Federal Immigration Minister Chris Bowen has recently released proposed new laws to target employers who are involved in the hiring of illegal workers.
The proposed legislation introduces a new civil penalties regime, with maximum fines of $9900 for individuals and $49,500 for corporate entities.
The Department of Immigration and Citizenship (DIAC) says the decision to introduce non-fault civil penalties reflects the Government's determination to “address the problem of illegal work hire practices, without creating additional obligations on business.”
“This legislation will provide a more effective system of penalties to stop employers wilfully doing the wrong thing, with graduated tiers of sanctions – infringement notices, non-fault civil penalties and criminal sanctions,” Mr Bowen said.
“The Bill also extends liability to certain third parties in order to address sham contracting arrangements often established to circumvent the law, and includes statutory defences to protect those who seek to do the right thing by verifying the work entitlements of non-citizens whom they allow or refer to work.”
The draft legislation includes new “evidence gathering powers” that would enable DIAC to force an employer to produce documents of employees who are suspected to not comply with visa requirements, or obtain a search warrant.
The new civil penalties would mean companies could be fined even if they did not know that their foreign employee was not entitled to work in Australia.
However, statutory defences will enable employers to “establish that reasonable steps were taken to either verify the migration or visa conditions of their employees”, which involves, in some instances checking the DIAC’s online verification system – VEVO (Visa Entitlement Verification Online) – to assess a person’s visa entitlements. This service can be accessed here: http://www.immi.gov.au/managing-australias-borders/compliance/info-employers/evo-orgs.htm
The reforms also expand the offences to cover non-standard work arrangements with the intention to ensure "sham contracting, informal labour hire and use of illegal workers by various entities within a conglomerate” can also be pursued.

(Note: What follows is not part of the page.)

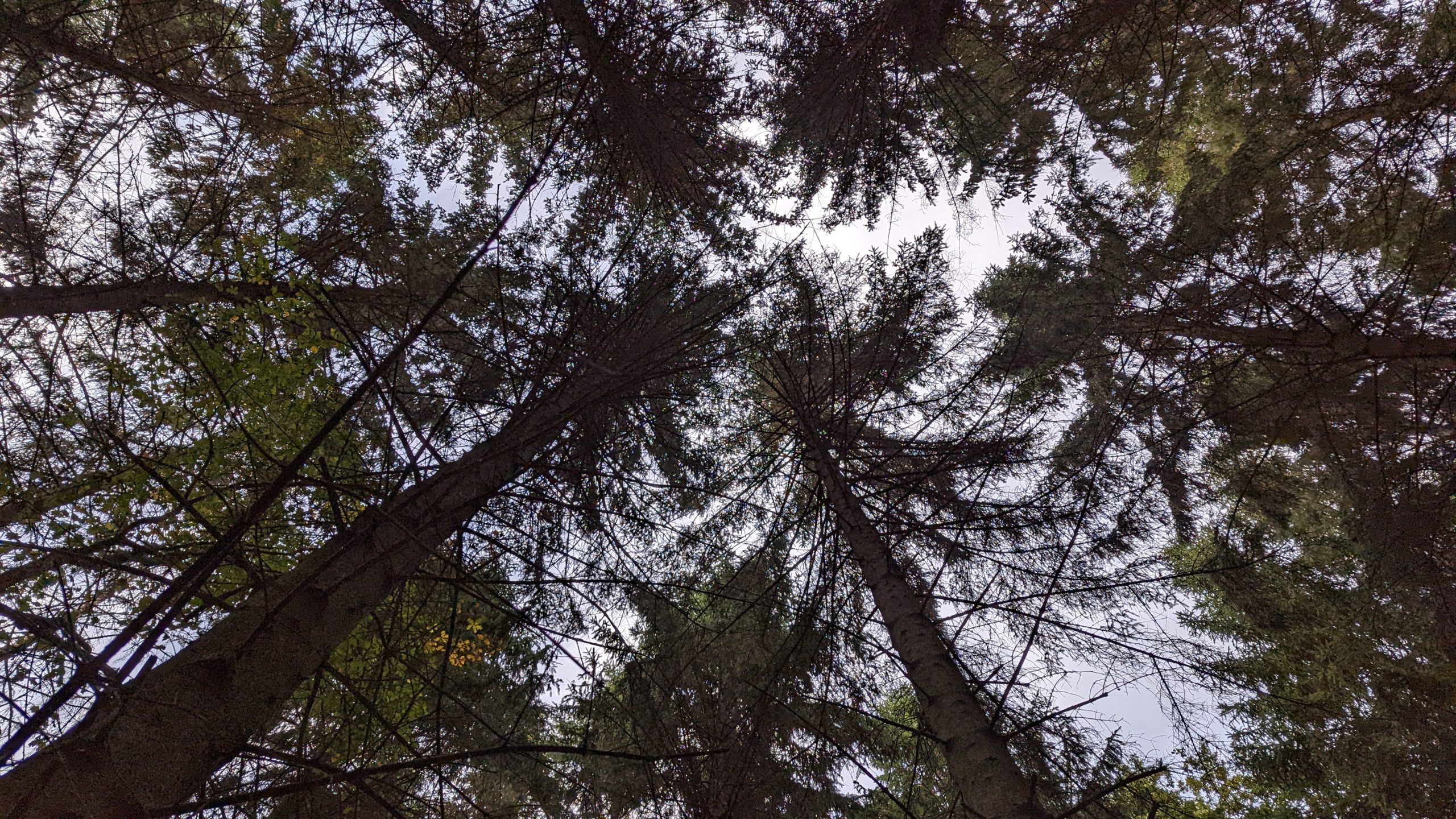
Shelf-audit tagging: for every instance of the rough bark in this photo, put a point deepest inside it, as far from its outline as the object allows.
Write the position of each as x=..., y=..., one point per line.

Liability is also extended to individuals, bodies corporate, partners in a partnership, members of an unincorporated association and, in some cases, executive officers of a body corporate.
Currently the Federal Government is seeking feedback on the draft legislation before it is introduced into parliament by the end of 2012.
AWX director Cameron Dart said the liability that came with exploiting a workforce was not worth it.
“Not only is the employer putting their reputation at stake, they are also exposing the company to financial risk,” he said.
“The risk that comes with breaching visa requirements is real. We’ve seen dozens of cases and there are no winners. It’s important for employers to get their policies and procedures right.”
“Stay on top of any changes in legislation – it will benefit you and your company in the long run,” he said.